CDK

Cyclin-dependent kinases (CDKs) are serine/threonine kinases whose activity depends on a regulatory subunit - a cyclin. Cyclins are a large family of approximately 30 proteins varying in mass from 35 to 90 kDa. These proteins are structurally defined by the presence of the so-called cyclin box, a domain of approximately 100 amino acid residues that forms a stack of five α-helices. Many cyclins have two cyclin boxes, one amino-terminal box for binding to CDKs, and a carboxy-terminal box that is usually required for the proper folding of the cyclin molecule.The cyclin box is also present in other molecules such as the retinoblastoma protein (Rb), the transcription factor TFIIB and Cables (CDK5 and ABL1 enzyme substrate 1), which are unlikely to function as CDK activators. In general, cyclins show less sequence similarity than the CDKs. The cyclin family contains approximately 29 protein in humans, clustered in 16 subfamilies and three major groups: group I (cyclin B group: A-, B-, D-, E-, F-, G, J, I and O); group II (cyclin Y group - a partner of the Cdk5 subfamily); and group III (cyclin C group: C-, H-, K-, L- and T- - major partners of transcriptional CDKs). 
Cyclin D and cyclin E clades (partners of Cdk1 and Cdk4 subfamilies) have undergone lineage-specific expansion and specialization in metazoa and plants.

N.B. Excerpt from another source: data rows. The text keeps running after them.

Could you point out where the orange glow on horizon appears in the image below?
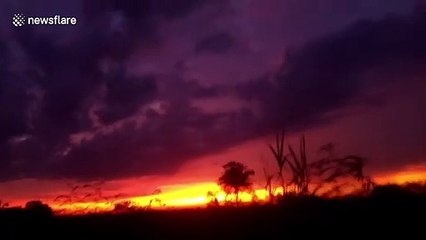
[375,164,426,184]
[50,182,267,213]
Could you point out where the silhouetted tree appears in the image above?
[311,144,375,193]
[268,131,287,193]
[286,135,310,195]
[219,161,254,203]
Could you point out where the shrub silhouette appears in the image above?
[219,161,254,203]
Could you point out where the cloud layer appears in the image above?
[0,0,426,180]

Based on the sequence of the kinase domain, CDKs belong to the CMGC group of kinases (named for the initials of some members), along with mitogen-activated protein kinases (MAPKs), glycogen synthase kinase-3 beta (Gsk3β), members of the dual-specificity tyrosine-regulated kinase (DYRK) family and CDK-like kinases. In related kinases such as MAPKs, substrate specificity is conferred by docking sites separated from the catalytic site, whereas CDKs are characterized by dependency on separate protein subunits that provide additional sequences required for enzymatic activity. To aid nomenclature and analysis of CDKs, proteins belonging to this family have been recently renamed as Cdk1 through to Cdk20.  Despite their function in eukaryotic cell division and transcription, CDKs have undergone an extraordinary degree of evolutionary divergence and specialization. Transcriptional CDKs are more conserved, both in sequence and function.

References

1.Malumbres M. Genome Biol. 2014;15(6):122.